Lonsway is concerned with the increases he’s seen in the number of students entering theological school with more than $10,000 in educational debt. (In the first five years of the study students were not asked about credit-card and other non-educational debt.) Although two-thirds of students enter with no debt, 14.8 percent entered in 2000 owing more than $15,000. And they borrow more during their graduate school years.

When she speaks of money, Kersey expresses her only disappointments with her seminary experience. She entered Alliance without debt. She chose not to work, an option made possible by her husband’s support. While she was in school, he worked and took primary responsibility for caring for their granddaughter. Still, the four-and-a-half-year seminary program required $44,000 in educational loans. She is now facing the possibility that paying off the loans may require that she take a supplemental job outside of the church.

In addition to being highly leveraged, some young students are overworked.

Like Kersey, Aaron Gray, a 26-year-old white man currently enrolled at Golden Gate Baptist Seminary’s Phoenix, Arizona, campus, is burdened with student loan debt. He and his wife Elizabeth both graduated from Southwestern Bible College. When Gray entered seminary, the couple’s joint educational debt totaled $45,000. Elizabeth planned to work while Aaron studied, but that strategy was derailed by a “surprise pregnancy with twins.” Judah Aaron and Jacob Israel were born in 2001. 

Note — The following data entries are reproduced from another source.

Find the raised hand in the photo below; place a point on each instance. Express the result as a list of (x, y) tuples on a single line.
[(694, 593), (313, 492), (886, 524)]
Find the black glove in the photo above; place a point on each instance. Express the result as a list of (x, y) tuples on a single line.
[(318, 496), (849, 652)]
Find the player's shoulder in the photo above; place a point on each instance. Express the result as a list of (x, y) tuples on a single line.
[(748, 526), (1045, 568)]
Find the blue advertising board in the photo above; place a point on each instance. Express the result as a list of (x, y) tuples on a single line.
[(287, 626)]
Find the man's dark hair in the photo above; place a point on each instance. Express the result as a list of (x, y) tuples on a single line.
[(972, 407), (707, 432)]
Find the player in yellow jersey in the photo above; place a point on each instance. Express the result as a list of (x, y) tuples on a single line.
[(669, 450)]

Gray’s path illustrates another trend Lonsway found. About one-fifth of graduating students planned when they entered to work more than twenty hours per week, but almost two-fifths ended up doing so. Aaron has “an extensive background in security” and logs up to sixty hours per week in a Pinkerton uniform.

Both Gray and Kersey fit one of Lonsway’s most promising findings. Earlier studies suggested that “as many as 50 percent of new pastors felt unable to meet the needs of their jobs.” Some of them even reported feeling less confident after their graduate work than they felt when they began it.

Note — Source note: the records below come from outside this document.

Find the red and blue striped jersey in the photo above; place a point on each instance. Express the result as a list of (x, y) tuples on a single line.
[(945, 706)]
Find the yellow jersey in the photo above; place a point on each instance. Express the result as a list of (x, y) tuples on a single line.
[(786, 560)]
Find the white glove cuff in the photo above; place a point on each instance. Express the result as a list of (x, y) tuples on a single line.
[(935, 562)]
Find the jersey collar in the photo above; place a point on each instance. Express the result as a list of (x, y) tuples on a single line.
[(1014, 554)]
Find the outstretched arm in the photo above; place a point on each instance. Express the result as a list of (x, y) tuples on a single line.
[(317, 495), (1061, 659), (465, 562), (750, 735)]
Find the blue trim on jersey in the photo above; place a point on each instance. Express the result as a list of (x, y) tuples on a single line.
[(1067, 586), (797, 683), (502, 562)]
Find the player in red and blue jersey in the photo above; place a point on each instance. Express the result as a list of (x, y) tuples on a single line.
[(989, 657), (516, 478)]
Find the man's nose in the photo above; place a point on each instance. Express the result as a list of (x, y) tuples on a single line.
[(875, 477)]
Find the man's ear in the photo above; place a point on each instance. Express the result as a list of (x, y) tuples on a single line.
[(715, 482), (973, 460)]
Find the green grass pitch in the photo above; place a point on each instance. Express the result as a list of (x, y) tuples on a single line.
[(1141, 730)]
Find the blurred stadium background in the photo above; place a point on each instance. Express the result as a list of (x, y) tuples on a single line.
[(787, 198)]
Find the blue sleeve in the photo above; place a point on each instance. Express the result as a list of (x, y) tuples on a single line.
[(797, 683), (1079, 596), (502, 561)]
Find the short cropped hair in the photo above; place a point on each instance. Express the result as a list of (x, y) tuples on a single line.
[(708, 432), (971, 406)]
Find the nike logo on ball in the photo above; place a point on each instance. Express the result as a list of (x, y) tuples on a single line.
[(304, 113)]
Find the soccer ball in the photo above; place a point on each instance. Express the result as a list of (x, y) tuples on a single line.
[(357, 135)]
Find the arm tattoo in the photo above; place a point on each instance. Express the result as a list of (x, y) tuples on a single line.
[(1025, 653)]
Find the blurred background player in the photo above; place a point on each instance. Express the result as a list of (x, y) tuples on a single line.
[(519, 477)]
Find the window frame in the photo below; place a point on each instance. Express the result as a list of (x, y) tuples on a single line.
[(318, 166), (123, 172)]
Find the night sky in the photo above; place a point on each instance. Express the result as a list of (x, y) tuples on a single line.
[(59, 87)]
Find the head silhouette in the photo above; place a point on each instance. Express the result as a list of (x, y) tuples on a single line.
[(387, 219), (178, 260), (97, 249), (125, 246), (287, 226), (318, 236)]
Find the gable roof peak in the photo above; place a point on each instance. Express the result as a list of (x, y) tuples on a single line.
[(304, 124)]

Graduating students in the ATS sample reported that they felt stronger in fourteen areas of personal growth, ranging from “trust in God” to “concern for social justice,” and “self-knowledge.” They were also satisfied with the progress in their professional skills.

Only one in five students surveyed had an academic background in theology, even though many reported that they first considered religious careers while they were in college. Kersey and Gray are atypical in that they were educated at Bible colleges, and that both of them reported that their pastors had no influence in their choice of seminaries. In the majority of cases, pastors, not academic advisors, still guide the choice of schools.

What Lonsway’s data suggest is that seminaries must warn prospective students about the economic responsibilities their calling entails. Some students may need support in making difficult trade-offs, such as choosing part-time study over immersion in academic life in order to afford their loan payments.

Do you know how well resourced your incoming students are? Are most of them well versed in scripture, or should the curriculum include some “remedial” Bible courses? Will those with a call to congregational ministry be able to afford to be pastors? Successfully educating the clergy in the twenty-first century may require that seminaries take a long view of the lives of ministerial candidates, a view that begins with their undergraduate experiences and continues through their professional ministries.

Ultimately, the objective is graduates who have experiences like Kersey’s. She says her program “opened horizons, expanded the knowledge I had. I learned to think for myself instead of accepting the theology that had been handed down to me. I feel better equipped to serve God.”

Behind the Charts 
The data underlying the charts that appear above were collected by Dr. Francis A. Lonsway, director of student information resources for the Association of Theological Schools in the United States and Canada, in an ongoing survey of entering students that ATS member schools participate in voluntarily. In 2001, 122 schools participated, and provided responses from 6,238 students. These charts record changes year by year among entering students who were candidates for the master of divinity degree, a candidacy that usually indicates an aspiration for professional ministry.